As we enter a new phase in human history whose defining element could be space exploration, there are many issues that could become points of scientific debate. For example, one major point of contention as we become increasingly proficient in space travel could be the ethicality of terraforming, or altering a planet or moon in order to make it habitable to humans. The points of debate here are completely conditional on the existence or absence of life on that planet or moon. Particularly, should we terraform a planet that contains life if the process of terraforming could harm or even eradicate those indigenous life forms? The answer for me is quite simply no. I don’t think it is morally acceptable to go into the habitat of another life form and completely alter that habitat, and in turn kill off that life form, just because it could benefit us. People may say that small unintelligent life forms on other planets are intrinsically less valuable than humans, so therefore it is within our rights as superior beings to take over their world. The same people would most likely say that destroying those life forms truly isn’t a big deal because they aren’t as important as humans. I would call those people “species racists”. Just because a species seems to be inferior and inconsequential compared to humans doesn’t mean that we are superior to that species and can do whatever we want to them. White slave traders were convinced that Africans were an inferior race and that justified enforced servitude, and oh how wrong they turned out to be. I wouldn’t want to see humans return to repeat that history in the form of terraforming.

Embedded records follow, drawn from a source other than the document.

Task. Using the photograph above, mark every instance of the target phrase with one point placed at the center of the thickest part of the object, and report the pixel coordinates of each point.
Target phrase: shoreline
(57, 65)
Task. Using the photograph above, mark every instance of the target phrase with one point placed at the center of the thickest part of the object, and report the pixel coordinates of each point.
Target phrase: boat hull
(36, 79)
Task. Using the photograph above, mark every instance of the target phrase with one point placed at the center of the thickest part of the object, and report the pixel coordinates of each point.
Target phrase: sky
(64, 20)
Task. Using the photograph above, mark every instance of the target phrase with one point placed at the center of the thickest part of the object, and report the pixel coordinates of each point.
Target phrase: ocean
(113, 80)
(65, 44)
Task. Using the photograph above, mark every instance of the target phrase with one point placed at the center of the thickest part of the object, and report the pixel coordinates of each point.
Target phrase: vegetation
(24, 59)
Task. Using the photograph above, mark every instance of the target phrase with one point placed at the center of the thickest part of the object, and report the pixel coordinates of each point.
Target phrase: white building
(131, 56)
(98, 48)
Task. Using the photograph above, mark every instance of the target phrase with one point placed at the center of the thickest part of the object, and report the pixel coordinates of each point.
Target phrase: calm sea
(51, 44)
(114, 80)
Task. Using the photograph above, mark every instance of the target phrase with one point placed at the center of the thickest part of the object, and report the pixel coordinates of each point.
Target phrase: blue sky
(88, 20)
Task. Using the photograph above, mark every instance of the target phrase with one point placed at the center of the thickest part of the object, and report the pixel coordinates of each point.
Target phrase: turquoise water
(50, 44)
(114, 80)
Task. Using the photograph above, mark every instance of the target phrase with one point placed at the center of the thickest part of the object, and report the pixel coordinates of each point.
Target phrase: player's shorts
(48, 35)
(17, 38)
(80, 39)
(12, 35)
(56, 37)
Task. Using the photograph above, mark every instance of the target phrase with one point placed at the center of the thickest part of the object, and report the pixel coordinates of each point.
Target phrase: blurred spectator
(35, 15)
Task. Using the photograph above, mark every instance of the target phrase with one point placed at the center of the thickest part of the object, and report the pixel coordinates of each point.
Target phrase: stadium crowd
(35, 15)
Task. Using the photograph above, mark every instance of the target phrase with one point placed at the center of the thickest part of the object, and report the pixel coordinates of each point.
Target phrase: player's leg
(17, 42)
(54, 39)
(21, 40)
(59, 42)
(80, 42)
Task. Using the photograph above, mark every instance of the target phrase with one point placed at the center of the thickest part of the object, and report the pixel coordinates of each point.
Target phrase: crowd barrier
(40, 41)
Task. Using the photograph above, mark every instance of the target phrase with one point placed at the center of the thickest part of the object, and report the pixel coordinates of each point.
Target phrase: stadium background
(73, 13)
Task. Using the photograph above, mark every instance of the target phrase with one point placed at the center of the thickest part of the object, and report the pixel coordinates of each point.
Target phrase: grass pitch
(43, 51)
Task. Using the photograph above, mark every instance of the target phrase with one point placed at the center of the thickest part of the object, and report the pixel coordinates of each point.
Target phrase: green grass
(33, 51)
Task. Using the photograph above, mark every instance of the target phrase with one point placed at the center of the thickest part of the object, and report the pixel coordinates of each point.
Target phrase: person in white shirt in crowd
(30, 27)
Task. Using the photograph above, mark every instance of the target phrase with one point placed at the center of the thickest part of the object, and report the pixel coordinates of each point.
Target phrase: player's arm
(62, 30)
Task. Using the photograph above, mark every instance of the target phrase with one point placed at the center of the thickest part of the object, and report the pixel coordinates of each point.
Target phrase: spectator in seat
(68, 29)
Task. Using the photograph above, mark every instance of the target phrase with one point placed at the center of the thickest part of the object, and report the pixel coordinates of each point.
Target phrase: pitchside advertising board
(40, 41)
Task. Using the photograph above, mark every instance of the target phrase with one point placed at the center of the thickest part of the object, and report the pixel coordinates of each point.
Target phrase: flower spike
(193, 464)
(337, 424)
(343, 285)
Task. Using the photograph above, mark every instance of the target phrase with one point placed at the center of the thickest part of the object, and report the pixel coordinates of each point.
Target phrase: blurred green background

That being said, the more important question is whether or not we would actually terraform if we knew it could harm other life forms. I really do believe that we wouldn’t. I think that as humans we feel a guilt over what we have done to our own planet which would stop us from destroying another life form. We all know that our species has developed civilization in such a way that we now have an uncontrollable and irreversible pattern of poisoning of destroying our own earth. We destroy our own forests to expand our domain, destroying ecosystems and driving entire species into extinction in the process. We are seeing and hearing the effects of this habit of ours every day, and it bothers us. We know we are terrible to our world, and we wish we could change it, but we can’t. Because of this guilt, I do believe that we would refrain from terraforming if it threatened the existence of another life form. This hypothesis, however, is conditional on the threat to human existence. If the human species is in danger of becoming extinct, then all bets are off. Because our will to survive as individuals and as a species is so strong, we would absolutely destroy another life form if it was a situation of life or death for us. Let’s hope it never comes to that.